Dealing with vast sets of data takes the ability to scale things on demand.
Developing any high-level content management architecture in the age of big data has uncovered hidden challenges, ones that engineers and program designers never could have anticipated in previous years. While our computer storage and processing capacities continue to expand, the sheer volume of data being produced has led to many computing issues relating to scale.
The von Neumann bottleneck
Even the most sophisticated CMS available on the market cannot hope to handle every single piece of content being churned out. For standard personal computers, this leads to what experts have dubbed the von Neumann bottleneck. As Astoria Software CEO Michael Rosinski recently discussed with The Content Wrangler's Scott Abel, this refers to a common latency issue occurring when discrete processing tasks are completed linearly, one at a time.

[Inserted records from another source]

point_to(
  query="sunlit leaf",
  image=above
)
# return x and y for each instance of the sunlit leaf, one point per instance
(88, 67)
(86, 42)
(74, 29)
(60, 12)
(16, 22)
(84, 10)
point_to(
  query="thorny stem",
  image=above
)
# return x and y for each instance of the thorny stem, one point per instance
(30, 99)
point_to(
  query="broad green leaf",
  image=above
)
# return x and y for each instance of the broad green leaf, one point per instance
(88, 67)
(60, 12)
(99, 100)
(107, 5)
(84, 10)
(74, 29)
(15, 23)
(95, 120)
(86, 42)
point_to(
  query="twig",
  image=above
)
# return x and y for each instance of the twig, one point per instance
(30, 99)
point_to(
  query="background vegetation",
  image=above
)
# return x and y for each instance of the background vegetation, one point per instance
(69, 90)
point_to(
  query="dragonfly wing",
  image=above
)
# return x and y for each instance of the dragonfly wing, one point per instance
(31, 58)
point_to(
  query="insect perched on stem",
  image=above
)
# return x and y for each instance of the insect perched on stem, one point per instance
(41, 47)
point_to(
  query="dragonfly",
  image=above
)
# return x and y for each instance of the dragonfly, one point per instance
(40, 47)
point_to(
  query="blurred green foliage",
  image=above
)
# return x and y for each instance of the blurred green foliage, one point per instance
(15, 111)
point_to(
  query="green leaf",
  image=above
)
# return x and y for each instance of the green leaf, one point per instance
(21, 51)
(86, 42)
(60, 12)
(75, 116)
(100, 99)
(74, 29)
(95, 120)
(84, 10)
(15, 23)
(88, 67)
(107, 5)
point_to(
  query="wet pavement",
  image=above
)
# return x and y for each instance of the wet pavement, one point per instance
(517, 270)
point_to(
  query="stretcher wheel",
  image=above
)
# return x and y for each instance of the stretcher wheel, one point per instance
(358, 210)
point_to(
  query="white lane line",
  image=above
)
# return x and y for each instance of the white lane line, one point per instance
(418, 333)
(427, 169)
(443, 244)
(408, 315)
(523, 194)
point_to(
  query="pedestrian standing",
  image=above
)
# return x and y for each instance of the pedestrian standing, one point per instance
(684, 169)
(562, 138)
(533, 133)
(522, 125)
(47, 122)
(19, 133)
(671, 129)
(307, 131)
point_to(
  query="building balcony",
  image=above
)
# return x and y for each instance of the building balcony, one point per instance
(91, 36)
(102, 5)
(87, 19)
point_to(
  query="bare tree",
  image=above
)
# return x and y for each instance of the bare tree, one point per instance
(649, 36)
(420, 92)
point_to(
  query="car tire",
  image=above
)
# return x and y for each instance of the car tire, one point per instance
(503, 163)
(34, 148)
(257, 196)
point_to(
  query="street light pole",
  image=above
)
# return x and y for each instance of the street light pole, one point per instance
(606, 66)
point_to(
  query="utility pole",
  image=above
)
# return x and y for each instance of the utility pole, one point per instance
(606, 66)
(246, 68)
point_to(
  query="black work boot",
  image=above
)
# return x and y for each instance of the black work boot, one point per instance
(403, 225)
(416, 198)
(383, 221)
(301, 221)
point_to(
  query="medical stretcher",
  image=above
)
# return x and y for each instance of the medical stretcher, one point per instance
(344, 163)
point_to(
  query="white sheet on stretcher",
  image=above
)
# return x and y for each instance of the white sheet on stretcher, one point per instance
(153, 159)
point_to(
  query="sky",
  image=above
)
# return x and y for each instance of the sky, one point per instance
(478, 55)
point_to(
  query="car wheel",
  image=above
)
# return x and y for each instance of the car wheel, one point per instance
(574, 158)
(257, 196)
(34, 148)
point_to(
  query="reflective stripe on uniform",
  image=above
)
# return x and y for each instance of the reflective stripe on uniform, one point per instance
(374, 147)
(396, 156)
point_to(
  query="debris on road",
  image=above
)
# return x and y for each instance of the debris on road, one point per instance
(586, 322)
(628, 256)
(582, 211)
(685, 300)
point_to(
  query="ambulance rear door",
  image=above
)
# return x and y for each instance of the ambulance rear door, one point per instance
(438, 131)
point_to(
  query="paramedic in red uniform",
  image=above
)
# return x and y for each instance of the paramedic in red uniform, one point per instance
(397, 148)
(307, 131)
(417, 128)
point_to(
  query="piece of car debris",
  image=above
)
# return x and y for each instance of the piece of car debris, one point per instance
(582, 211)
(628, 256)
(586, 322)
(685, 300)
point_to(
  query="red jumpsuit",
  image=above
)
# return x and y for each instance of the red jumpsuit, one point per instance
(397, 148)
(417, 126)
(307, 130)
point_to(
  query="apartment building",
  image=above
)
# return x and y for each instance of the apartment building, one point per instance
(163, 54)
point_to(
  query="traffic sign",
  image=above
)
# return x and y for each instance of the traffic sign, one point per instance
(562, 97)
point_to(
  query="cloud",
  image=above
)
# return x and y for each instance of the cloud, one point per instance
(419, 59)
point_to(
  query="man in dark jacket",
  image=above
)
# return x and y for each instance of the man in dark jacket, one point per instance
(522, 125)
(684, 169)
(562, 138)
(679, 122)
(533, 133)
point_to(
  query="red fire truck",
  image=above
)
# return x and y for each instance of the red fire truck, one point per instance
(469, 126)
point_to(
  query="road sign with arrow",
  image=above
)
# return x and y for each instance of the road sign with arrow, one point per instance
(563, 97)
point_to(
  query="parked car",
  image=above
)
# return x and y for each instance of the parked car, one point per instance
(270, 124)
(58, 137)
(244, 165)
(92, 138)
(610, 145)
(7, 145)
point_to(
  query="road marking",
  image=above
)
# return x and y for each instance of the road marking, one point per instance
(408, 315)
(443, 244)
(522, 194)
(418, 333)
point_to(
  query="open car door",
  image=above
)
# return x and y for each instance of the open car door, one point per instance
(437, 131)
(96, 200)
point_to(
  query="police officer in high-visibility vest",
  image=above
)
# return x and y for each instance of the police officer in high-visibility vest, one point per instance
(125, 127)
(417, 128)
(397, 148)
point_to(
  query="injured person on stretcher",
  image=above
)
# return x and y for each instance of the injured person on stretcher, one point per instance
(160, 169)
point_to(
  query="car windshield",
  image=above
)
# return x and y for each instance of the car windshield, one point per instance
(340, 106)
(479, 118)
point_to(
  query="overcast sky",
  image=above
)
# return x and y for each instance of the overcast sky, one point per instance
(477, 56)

The von Neumann bottleneck is easy to understand. Even though processors have increased in speed and computer memory has increased in density, data transfer speeds between the CPU and RAM have not increased. This means that even the most powerful CPU spends as much as 75% of its time waiting for data to load from RAM. CPU designer Jonathan Kang goes even further, claiming that this architecture model results in "wasteful" transfers and implying that the data need not be retrieved from RAM in the first place.
"To scale effectively, implementing predictive algorithms is necessary."
Predictive and intelligent
The solution, as Mr. Kang sees it, is to associate data with the instructions for its use. In that way, as the instructions move into the CPU, the data pertaining to those instructions moves into the CPU cache, or is accessible through an alternate addressing channel designed specifically for data.
Another approach, and one more amenable to large sets of data, is to preprocess the data as it is ingested. We recognize that not all content will be of high value in a particular set – most of it may in fact be of relatively low value – so the ability to approach content management with a sense of data relevance allows programmers to apply CPU and RAM resources to the data with the highest value.
This is at the core of intelligent computing – and intelligent content. Since existing hardware architectures contain limits a computer's ability to transfer data, there is much to be gained by creating data ingestion programs that are able to mimic a human's ability to determine data relevance and recognize content insights – techniques that overcome latency by quickly and efficiently pinpointing only the data we need.
"Every time a piece of intelligent content is processed, the machine 'learns.'"
Content versus computing
Fully intelligent computing (essentially a form of AI) remains elusive, but within the realm of content management, great strides are being made every day. One of the biggest innovations is the changing of approach from placing the full burden on computing to integrating "intelligent" features into the content itself. With the more complicated architecture content languages like XML and DITA, we can add extensive semantic context, aiding the CMS by tagging and flagging data relevance. Every time a piece of intelligent content is processed, the machine "learns" patterns and uses these patterns help deal with issues of scale.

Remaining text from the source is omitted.